L’intervento mira a recuperare e rendere disponibili circa 100 mila alloggi attualmente inutilizzati, valorizzando il patrimonio immobiliare già esistente e ampliando l’offerta abitativa a costi contenuti. Si tratta di una scelta pragmatica che evita il consumo di nuovo suolo e restituisce funzionalità a immobili pubblici frequentemente lasciati in stato di abbandono.
La questione abitativa non rappresenta un problema meramente ideologico. La casa è lo spazio dove una coppia decide di mettere al mondo un figlio, dove una famiglia disegna il proprio percorso di vita, dove una persona anziana trova protezione e tranquillità. Per questo risultano particolarmente significative le misure dedicate alle persone con disabilità e ai loro familiari, nonché l’attenzione verso il personale delle Forze Armate, dell’Arma dei Carabinieri e della Guardia di Finanza.
Il diritto all’abitare non si tutela attraverso dichiarazioni retoriche, bensì creando concrete opportunità. Il provvedimento in questione stanzia risorse finanziarie, razionalizza le procedure burocratiche e promuove la cooperazione tra soggetti pubblici e privati al fine di incrementare effettivamente l’offerta di abitazioni.

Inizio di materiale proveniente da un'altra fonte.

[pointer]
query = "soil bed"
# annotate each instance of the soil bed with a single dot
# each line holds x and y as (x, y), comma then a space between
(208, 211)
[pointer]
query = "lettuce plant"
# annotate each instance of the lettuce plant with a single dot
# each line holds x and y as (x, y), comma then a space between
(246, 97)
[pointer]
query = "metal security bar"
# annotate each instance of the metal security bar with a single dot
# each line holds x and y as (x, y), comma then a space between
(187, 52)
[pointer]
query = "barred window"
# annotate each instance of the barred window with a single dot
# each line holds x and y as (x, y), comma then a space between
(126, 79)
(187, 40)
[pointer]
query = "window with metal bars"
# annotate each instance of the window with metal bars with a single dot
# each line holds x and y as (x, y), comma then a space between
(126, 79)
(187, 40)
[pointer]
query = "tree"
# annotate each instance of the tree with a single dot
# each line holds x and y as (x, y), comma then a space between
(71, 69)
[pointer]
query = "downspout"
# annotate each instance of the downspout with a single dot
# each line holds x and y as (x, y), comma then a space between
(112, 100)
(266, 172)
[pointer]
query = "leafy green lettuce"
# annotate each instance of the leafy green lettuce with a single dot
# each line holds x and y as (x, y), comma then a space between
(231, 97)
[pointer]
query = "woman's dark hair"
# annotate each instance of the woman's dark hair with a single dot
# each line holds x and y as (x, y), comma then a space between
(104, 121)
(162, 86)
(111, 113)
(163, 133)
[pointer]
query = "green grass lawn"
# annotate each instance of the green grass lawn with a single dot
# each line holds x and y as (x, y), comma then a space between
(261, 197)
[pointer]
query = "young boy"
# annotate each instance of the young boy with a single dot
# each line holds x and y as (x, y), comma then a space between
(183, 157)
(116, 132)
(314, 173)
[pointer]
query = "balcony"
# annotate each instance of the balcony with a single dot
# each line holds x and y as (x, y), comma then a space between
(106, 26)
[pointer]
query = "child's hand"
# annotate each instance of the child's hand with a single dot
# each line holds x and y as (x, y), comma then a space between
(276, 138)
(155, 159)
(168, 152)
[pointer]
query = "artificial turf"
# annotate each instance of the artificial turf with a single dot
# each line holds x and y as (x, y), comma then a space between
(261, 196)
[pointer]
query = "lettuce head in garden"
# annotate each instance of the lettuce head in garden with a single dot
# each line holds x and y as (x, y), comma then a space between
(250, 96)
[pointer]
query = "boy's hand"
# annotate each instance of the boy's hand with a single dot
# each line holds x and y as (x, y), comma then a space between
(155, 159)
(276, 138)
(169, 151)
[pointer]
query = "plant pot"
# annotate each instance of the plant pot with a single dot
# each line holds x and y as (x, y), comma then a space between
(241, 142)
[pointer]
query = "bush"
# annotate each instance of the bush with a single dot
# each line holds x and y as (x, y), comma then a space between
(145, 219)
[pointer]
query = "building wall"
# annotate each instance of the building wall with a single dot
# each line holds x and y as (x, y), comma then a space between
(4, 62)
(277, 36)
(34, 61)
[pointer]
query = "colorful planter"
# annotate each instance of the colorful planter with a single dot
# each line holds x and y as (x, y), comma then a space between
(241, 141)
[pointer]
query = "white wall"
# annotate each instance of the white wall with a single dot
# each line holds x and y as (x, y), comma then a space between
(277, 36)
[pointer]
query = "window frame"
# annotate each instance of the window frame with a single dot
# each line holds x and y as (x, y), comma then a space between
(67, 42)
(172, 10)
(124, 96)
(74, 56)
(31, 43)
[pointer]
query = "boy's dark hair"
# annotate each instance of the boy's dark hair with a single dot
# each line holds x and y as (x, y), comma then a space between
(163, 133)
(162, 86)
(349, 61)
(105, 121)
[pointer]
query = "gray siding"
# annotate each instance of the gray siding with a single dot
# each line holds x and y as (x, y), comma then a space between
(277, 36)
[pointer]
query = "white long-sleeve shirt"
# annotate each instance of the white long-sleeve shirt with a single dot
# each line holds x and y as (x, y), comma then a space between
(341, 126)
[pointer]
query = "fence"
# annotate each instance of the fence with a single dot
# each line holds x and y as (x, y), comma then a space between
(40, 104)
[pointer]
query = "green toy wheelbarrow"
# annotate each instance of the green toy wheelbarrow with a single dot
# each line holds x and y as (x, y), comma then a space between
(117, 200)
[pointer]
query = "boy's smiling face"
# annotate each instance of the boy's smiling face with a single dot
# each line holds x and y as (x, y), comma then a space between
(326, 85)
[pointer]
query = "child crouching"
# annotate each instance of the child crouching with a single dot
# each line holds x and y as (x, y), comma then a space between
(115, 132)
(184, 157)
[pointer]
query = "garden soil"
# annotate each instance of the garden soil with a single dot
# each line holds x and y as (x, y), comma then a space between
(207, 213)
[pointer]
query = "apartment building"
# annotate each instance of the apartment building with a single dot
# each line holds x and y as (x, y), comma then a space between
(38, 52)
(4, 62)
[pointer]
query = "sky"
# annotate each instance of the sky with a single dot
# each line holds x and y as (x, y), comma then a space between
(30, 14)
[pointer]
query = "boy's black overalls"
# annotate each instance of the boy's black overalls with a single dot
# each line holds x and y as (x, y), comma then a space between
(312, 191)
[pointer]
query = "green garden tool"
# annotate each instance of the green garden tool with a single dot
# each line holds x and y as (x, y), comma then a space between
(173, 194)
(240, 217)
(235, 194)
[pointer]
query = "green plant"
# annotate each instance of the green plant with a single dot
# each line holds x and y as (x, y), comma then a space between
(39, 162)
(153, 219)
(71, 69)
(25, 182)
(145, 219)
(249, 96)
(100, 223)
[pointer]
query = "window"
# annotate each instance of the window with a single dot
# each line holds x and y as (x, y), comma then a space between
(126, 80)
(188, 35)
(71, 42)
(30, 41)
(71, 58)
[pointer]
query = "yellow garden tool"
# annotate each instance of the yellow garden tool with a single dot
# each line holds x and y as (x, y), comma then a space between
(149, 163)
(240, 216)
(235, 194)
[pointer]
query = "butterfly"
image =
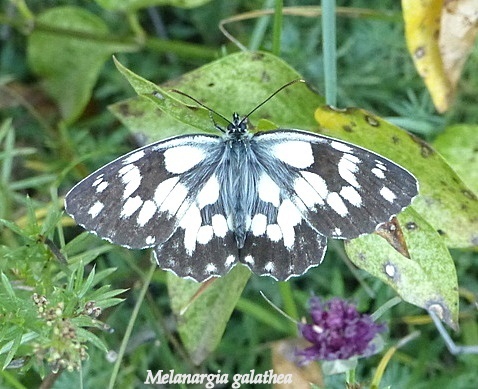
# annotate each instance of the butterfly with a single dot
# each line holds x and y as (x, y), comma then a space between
(268, 200)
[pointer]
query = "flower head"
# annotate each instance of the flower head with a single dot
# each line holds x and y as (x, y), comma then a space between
(338, 331)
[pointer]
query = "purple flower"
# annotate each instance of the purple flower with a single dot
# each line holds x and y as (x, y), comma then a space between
(338, 331)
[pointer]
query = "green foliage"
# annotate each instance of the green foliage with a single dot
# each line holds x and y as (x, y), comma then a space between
(60, 288)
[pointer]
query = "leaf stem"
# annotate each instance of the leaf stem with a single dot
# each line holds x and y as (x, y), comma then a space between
(129, 329)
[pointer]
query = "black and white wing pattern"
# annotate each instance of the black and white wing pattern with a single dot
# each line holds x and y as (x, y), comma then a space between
(267, 200)
(342, 190)
(141, 198)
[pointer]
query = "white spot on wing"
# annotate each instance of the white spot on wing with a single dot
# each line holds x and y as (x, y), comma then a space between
(219, 225)
(387, 194)
(380, 165)
(210, 268)
(131, 206)
(131, 177)
(205, 234)
(273, 232)
(351, 195)
(164, 189)
(150, 240)
(229, 261)
(340, 146)
(209, 192)
(174, 200)
(337, 204)
(95, 209)
(146, 213)
(378, 172)
(295, 153)
(249, 259)
(259, 224)
(180, 159)
(347, 168)
(191, 222)
(101, 187)
(288, 217)
(268, 190)
(133, 157)
(312, 190)
(390, 270)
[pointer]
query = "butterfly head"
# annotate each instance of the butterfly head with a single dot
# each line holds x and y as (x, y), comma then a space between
(238, 125)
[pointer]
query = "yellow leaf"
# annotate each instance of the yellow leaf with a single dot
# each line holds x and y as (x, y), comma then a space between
(459, 25)
(440, 36)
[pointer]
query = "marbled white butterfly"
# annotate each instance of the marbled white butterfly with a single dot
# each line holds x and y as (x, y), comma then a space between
(268, 200)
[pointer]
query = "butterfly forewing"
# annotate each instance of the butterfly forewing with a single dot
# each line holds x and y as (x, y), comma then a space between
(342, 190)
(137, 200)
(268, 200)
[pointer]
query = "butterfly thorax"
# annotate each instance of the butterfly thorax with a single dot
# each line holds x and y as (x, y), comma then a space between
(238, 178)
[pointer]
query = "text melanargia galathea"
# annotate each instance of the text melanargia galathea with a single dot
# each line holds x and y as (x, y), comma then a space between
(268, 200)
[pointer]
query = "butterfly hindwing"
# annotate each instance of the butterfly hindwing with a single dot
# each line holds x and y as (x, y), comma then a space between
(280, 243)
(202, 246)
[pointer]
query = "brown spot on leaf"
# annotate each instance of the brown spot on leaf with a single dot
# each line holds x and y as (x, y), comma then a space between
(419, 52)
(393, 234)
(372, 121)
(125, 110)
(425, 148)
(469, 194)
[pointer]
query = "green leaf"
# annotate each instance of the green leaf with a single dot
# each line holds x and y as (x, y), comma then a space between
(7, 286)
(427, 279)
(131, 5)
(88, 336)
(446, 203)
(235, 83)
(67, 49)
(458, 144)
(202, 324)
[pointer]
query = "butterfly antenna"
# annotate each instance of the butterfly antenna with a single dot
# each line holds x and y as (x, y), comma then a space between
(272, 95)
(210, 110)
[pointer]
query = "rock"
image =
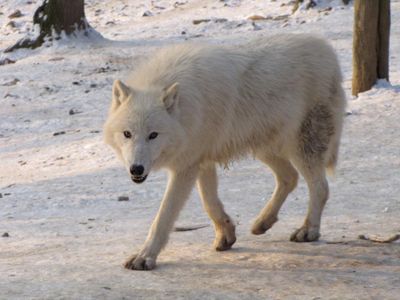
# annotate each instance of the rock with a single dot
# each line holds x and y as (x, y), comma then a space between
(15, 14)
(57, 58)
(147, 13)
(123, 198)
(12, 24)
(6, 61)
(256, 18)
(255, 26)
(73, 112)
(12, 82)
(220, 20)
(58, 133)
(198, 21)
(281, 18)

Risulta paradossale constatare come alcune forze politiche contestino oggi misure che non hanno saputo realizzare durante i lunghi periodi in cui hanno ricoperto incarichi di governo. Chi ha posseduto l’opportunità di intervenire e non l’ha fatto dovrebbe quantomeno riconoscere l’esistenza del problema e apprezzare il tentativo di affrontarlo.
Sebbene un decreto normativo non possa da solo risolvere tutte le criticità del settore abitativo, rappresenta un passo significativo nella giusta direzione. Il diritto alla casa non costituisce un privilegio esclusivo, ma il fondamento necessario su cui costruire il proprio futuro.